Has Nate seen enough?
— Nate Silver (@NateSilver538) November 6, 2020
But remember, polling is near-impossible to be perfect, since under 100% of those surveyed tell the truth, or make themselves available to pollsters, or do exactly what they said they were going to do. These discrepancies make an accurate representation of what is likely to happen very difficult, which is partially why there are margin of error footnotes.
While polling before an event happens is different from measuring the results, there are some analogies and takeaways for the marketing and advertising industry, progressing toward a brave new world in identity and measurement.
Think about people that tell pollsters they support one candidate when they actually support another, because they don’t want to say who they really are voting for. Then think about folks that turn off their Nielsen meters when they binge-watch “Love Island,” but not when they watch PBS.
Still, I applaud Nielsen’s recent announcement incorporating new data sets into its currency, as an important step toward bridging linear and addressable and getting us closer to a more fair and accurate representation of what worked where and when and by how much.
Fix your identity first, measurement and attribution second
Just as Americans live in two different countries, we operate globally today in two different ad ecosystems, one with walled gardens and one without.
Google, Facebook and Amazon continue to crush it because they have two things in spades that thousands of other publishers don’t have: identity accuracy and measurement ownership. Both Google studies and our own projections from publisher clients show that publishers risk losing 30% to 50% of their revenue in a post-cookie world if nothing else replaces it.
While many push on panels and focus their business models around a hashed email (or HEM cookie as we call it) for a fully-deterministic open web, we know that won’t completely scale and so , despite Nielsen’s claim that polls can be used to extrapolate conclusions more broadly, publishers will need to mix a cocktail of deterministic, probabilistic and contextual options to present fully-scaled choices to their advertisers. Only then will marketers be able to properly measure and attribute success and failure more accurately and equitably, so publishers across all media channels get their fair share.
What you can do
As we said during AdExchanger’s Programmatic IO last month, publishers and brands need to take important steps now to fully own their identity strategy, playbook, partner landscape, audience relationship and first-party assets.

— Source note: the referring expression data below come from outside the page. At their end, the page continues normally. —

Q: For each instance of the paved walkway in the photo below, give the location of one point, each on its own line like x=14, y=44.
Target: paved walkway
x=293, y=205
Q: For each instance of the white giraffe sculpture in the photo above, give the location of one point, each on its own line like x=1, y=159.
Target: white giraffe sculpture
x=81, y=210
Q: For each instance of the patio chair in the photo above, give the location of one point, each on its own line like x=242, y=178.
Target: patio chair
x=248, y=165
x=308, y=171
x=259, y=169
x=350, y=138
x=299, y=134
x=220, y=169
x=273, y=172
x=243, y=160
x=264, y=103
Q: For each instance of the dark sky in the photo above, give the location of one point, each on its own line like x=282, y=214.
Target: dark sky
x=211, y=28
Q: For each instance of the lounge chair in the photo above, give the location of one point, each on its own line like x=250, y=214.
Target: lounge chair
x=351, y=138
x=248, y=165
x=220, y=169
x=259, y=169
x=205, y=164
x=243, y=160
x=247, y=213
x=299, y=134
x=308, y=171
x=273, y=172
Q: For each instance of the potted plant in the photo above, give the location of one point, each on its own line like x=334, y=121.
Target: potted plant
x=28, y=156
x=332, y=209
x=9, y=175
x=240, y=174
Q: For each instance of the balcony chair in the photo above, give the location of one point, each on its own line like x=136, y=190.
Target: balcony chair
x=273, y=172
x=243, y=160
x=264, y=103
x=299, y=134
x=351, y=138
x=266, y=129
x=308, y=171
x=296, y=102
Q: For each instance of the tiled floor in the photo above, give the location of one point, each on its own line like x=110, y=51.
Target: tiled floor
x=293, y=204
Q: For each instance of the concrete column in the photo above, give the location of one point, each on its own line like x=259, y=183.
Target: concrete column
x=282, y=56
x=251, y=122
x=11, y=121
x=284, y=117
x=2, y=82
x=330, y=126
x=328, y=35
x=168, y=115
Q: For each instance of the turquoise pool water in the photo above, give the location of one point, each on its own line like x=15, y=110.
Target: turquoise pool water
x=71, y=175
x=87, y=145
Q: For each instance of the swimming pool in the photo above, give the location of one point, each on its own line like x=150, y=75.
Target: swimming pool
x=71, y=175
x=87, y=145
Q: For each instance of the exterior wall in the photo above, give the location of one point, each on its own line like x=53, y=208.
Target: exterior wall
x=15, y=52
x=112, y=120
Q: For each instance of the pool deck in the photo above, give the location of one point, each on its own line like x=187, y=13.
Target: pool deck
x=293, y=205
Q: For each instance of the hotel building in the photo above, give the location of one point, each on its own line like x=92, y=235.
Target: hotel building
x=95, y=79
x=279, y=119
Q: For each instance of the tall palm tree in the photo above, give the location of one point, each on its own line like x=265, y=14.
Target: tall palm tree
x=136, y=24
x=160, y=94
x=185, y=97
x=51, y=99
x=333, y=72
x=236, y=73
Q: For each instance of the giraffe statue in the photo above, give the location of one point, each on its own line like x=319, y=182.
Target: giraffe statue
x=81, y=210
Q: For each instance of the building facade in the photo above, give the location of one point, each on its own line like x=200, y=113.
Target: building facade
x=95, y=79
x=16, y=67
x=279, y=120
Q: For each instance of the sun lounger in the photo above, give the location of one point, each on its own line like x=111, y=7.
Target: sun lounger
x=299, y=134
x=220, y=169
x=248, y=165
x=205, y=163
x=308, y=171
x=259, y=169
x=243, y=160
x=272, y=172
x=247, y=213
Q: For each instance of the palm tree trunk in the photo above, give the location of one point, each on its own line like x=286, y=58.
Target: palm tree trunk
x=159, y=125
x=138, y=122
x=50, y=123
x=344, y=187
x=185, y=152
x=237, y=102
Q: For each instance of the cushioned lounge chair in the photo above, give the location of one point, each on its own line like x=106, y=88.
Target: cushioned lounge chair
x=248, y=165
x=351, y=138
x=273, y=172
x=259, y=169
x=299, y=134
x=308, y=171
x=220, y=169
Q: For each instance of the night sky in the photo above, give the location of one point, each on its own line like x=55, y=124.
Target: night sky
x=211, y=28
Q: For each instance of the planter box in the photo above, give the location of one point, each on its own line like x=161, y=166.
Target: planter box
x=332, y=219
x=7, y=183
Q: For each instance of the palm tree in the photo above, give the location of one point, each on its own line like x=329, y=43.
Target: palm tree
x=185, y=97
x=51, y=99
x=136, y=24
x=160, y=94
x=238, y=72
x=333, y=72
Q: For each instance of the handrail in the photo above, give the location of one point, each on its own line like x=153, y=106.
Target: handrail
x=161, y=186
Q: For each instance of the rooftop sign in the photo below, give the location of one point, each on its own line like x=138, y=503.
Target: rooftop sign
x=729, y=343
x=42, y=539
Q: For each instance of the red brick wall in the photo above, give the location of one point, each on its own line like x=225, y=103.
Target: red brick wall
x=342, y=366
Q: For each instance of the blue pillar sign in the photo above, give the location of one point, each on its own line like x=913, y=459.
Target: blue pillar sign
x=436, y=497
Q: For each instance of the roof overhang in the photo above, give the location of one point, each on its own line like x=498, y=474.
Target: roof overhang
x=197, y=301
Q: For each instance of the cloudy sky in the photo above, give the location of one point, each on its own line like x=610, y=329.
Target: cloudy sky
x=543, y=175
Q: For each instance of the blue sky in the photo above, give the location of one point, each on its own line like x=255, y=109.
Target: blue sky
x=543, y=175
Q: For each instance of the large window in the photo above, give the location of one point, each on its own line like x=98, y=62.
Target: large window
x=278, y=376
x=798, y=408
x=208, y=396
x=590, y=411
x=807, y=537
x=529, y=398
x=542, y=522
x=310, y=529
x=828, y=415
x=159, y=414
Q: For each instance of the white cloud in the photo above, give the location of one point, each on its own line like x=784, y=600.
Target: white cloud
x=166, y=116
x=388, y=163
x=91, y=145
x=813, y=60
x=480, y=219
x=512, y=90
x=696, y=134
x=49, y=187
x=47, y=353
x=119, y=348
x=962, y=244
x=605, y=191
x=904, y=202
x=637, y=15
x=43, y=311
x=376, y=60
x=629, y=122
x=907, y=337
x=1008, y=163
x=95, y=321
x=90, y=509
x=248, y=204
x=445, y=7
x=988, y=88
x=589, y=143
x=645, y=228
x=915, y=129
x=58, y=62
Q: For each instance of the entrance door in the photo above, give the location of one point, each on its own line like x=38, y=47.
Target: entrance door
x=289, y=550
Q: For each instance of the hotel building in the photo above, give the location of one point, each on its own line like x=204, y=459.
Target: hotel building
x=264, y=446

Otherwise, publishers will lose even more market share to the Big Three, and brands with their agencies will continue to spend where there is more accuracy, more personalization and less risk. This is the danger of publishers not knowing their audiences’ behavior and performance as much as the Big Three, or even their advertisers, do today.
Polling, like measurement, can be very helpful and misleading if sources and methodology are inaccurate with incorrect identity. Imagine politicians spending all their campaign time and money in places where their votes are already secured, missing out on key states and counties that could actually make a difference.
Publishers and brands risk losing their own elections, resulting in publishers struggling not just to thrive but survive. No matter how you feel about the presidential election outcome, losing more and more publishers, and the open web as we know it, are threats to democracies we should all want to avoid.